Promulga a Convenção de direito internacional privado, de Havana.

O Presidente da República dos Estados Unidos do Brasil:

Tendo sanccionado, pelo Decreto n. 5.647, de 8 de janeiro de 1929, a resolução do Congresso Nacional que approvou a Convenção de direito internacional privado, adoptada pela Sexta Conferencia internacional americana, reunida em Havana, e assignada a 20 de fevereiro de 1928; e havendo-se effectuado o deposito do instrumento brasileiro de ratificação da dita Convenção, na Secretaria da União Panamericana, em Washington, a 3 de agosto corrente;

Decreta que a mesma Convenção, appensa, por cópia, ao presente decreto, seja executada e cumprida tão inteiramente como nella se contém.

Rio de Janeiro, 13 de agosto de 1929; 108o da Independencia e 41o da República.
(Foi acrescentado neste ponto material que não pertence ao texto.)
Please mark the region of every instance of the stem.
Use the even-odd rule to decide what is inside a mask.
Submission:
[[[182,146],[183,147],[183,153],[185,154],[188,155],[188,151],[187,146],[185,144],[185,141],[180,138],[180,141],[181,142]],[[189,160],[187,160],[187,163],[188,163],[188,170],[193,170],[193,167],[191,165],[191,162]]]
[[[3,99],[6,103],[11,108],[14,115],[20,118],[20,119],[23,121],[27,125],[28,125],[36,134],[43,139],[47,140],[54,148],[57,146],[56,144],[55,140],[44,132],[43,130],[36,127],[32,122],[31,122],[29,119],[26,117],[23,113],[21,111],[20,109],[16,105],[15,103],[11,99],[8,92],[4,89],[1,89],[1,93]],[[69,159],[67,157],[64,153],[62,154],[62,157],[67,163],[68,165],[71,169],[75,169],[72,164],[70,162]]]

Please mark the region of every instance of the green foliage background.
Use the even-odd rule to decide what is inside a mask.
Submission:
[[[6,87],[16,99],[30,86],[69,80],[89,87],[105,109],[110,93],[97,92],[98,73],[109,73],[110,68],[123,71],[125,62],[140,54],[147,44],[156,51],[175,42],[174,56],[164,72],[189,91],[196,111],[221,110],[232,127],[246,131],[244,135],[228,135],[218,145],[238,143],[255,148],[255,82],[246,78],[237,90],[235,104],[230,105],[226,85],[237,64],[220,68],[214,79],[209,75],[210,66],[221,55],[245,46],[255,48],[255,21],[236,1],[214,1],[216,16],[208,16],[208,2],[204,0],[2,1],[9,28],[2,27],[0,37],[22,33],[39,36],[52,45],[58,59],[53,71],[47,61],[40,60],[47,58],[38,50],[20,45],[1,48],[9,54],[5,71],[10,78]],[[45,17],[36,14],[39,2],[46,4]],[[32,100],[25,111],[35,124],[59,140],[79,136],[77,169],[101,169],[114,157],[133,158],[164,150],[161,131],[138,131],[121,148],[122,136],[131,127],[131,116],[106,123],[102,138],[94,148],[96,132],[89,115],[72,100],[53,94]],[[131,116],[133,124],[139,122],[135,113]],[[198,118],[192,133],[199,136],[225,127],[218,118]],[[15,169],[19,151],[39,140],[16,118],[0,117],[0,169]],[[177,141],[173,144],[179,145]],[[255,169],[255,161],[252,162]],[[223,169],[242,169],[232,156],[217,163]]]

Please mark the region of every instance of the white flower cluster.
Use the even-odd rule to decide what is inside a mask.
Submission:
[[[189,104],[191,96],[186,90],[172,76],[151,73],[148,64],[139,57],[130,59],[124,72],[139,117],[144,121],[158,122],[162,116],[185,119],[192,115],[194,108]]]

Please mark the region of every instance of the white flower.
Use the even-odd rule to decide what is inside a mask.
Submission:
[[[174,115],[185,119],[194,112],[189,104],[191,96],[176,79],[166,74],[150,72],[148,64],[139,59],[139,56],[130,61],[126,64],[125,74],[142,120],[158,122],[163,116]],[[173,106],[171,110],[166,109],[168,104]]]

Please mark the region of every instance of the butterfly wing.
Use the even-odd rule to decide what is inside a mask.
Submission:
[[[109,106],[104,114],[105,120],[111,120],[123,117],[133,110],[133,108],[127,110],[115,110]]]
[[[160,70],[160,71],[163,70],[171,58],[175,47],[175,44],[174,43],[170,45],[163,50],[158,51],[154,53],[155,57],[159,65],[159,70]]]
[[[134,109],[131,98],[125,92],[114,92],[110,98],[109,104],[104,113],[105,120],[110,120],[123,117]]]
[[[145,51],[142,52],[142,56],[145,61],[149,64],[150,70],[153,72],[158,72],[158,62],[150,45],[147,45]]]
WASHINGTON LUIS PEREIRA DE SOUSA

Octavio Mangabeira

WASHINGTON LUIS PEREIRA DE SOUSA

Presidente da República dos Estados Unidos do Brasil

Faço saber, aos que a presente Carta de ratificação virem, que, na Sexta Conferencia Internacional Americana, reunida na cidade de Havana, foi approvada e assignada pelos Plenipotenciarios dos Estados Unidos do Brasil, aos vinte dias do mez de Fevereiro de mil novecentos e vinte e oito, uma Convenção de direito internacional privado, do teor seguinte:

CONVENÇÃO DE DIREITO INTERNACIONAL PRIVADO

Os Presidentes das Repúblicas do Perú, Uruguai, Panamá, Equador, México, Salvador, Guatemala, Nicarágua, Bolívia, Venezuela, Colômbia, Honduras, Costa Rica, Chile, Brasil, Argentina, Paraguay, Haiti, República Dominicana, Estados Unidos da América e Cuba,

Desejando que os respectivos paizes se representassem na Sexta Conferencia Internacional Americana, a ella enviaram, devidamente autorizados, para approvar as recomendações, resoluções, convenções e tratados que julgassem uteis aos interesses da America, os seguintes senhores delegados:

PERÚ: Jesús Melquiades Salazar, Victor Maúrtua, Enrique Castro Oyanguren, Luis Ernesto Denegri.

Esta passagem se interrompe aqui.